Youths are understandably very enticed by startups utilising blockchain, but what they may not realise is that there is a massive brain drain in old-school firms lacking blockchain-enabled capabilities, and these firms are clamouring to hire youths who are able to introduce blockchain into their operations. This brain drain means that youths may be able to command higher salaries in traditional firms as opposed to startups which are already at the frontier of blockchain adoption. Youths may want to consider plotting a career path that alternates between traditional firms and startups. For instance, experience in a traditional firm handling cryptocurrency regulation and compliance is much sought after in budding startups, whereas past project experience in startups creating products and services with bleeding-edge blockchain technology is a major draw for traditional firms. Changing track every few years could enable youths to remain highly sought after, which results in tangible benefits like higher remuneration.
Educational institutions may not offer entire courses or majors solely focused on blockchain, but rather offer individual modules relevant to it, which are nevertheless useful. You may want to gain exposure to cryptography (the study of secure communications techniques), Rust (a programming language), digital computing, app design, and finance (especially the foundational ideas of exchange, and the origins of cryptocurrency).
The potential for blockchain to be utilised for verifiable credibility (VC) is immense. VC concerns fundamental ideas and legislation on identity: is your identity sovereign, or bound to a physical passport, or a physical country? Technology is pervading all aspects of our lives, and it will become increasingly important to authenticate digital transactions and verify digital identities.
We currently already have the technology to remove the need for physical passports, but legislation across multiple countries needs to enable the interoperability of digital identity documents. Legislation needs to play catch up with the bleeding-edge technology, in order for us to usher in a world where we can, for instance, use SingPass as both our digital passport and NRIC as conveniently as a credit card in other continents we travel to.
As blockchain technology matures, we are progressing from tinkering with the foundational technology to utilising blockchain for consumer applications. Nowadays few people pay attention to the World Wide Web itself, but rather what they can utilise it for. Similarly, blockchain will soon become just the foundation, with its applications mattering more instead.
The profile of folks needed by employers is changing. Core developers are still going to be needed, but for example, in cryptocurrency, companies will increasingly seek to hire community builders. These are people able to build trust in social contexts, because trust is critical to blockchain protocols based upon ideas of open-source, public ledgers, etc. Employees who are agile enough to navigate the Discord, Telegram and Twitter communities discussing blockchain, may become more sought after.

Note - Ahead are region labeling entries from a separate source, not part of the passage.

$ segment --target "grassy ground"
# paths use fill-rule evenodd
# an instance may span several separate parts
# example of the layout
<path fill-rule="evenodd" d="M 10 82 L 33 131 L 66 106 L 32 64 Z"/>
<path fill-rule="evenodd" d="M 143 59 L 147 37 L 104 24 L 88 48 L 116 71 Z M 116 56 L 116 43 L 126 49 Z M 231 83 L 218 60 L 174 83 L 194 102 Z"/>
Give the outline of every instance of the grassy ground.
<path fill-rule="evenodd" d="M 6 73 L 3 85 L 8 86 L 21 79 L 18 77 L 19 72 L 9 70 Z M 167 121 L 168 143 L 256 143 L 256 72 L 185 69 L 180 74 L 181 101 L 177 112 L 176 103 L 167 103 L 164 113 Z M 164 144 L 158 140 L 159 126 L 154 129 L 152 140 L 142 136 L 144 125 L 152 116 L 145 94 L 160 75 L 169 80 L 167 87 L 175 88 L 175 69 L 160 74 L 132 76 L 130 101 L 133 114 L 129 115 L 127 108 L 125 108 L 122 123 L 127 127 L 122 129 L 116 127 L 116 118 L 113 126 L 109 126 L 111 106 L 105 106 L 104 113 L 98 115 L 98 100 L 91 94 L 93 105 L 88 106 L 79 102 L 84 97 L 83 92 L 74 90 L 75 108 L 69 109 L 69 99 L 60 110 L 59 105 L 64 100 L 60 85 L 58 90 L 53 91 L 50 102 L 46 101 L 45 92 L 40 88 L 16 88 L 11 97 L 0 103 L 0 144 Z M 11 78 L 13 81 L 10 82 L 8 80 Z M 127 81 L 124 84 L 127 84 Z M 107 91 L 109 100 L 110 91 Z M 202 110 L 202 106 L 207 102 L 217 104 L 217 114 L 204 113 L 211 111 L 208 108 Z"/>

Employers may also increasingly prefer hiring people who can synthesise different domains rather than being a specialised expert. People may know R&D, marketing, or product management, but only in silos. Few can piece it all together and bring a blockchain application to market. To be able to do this, you need to have a basic knowledge of jargon—e.g. finance jargon when working on cryptocurrency—and be able to speak to customers in their language, which helps your company differentiate itself from the competition.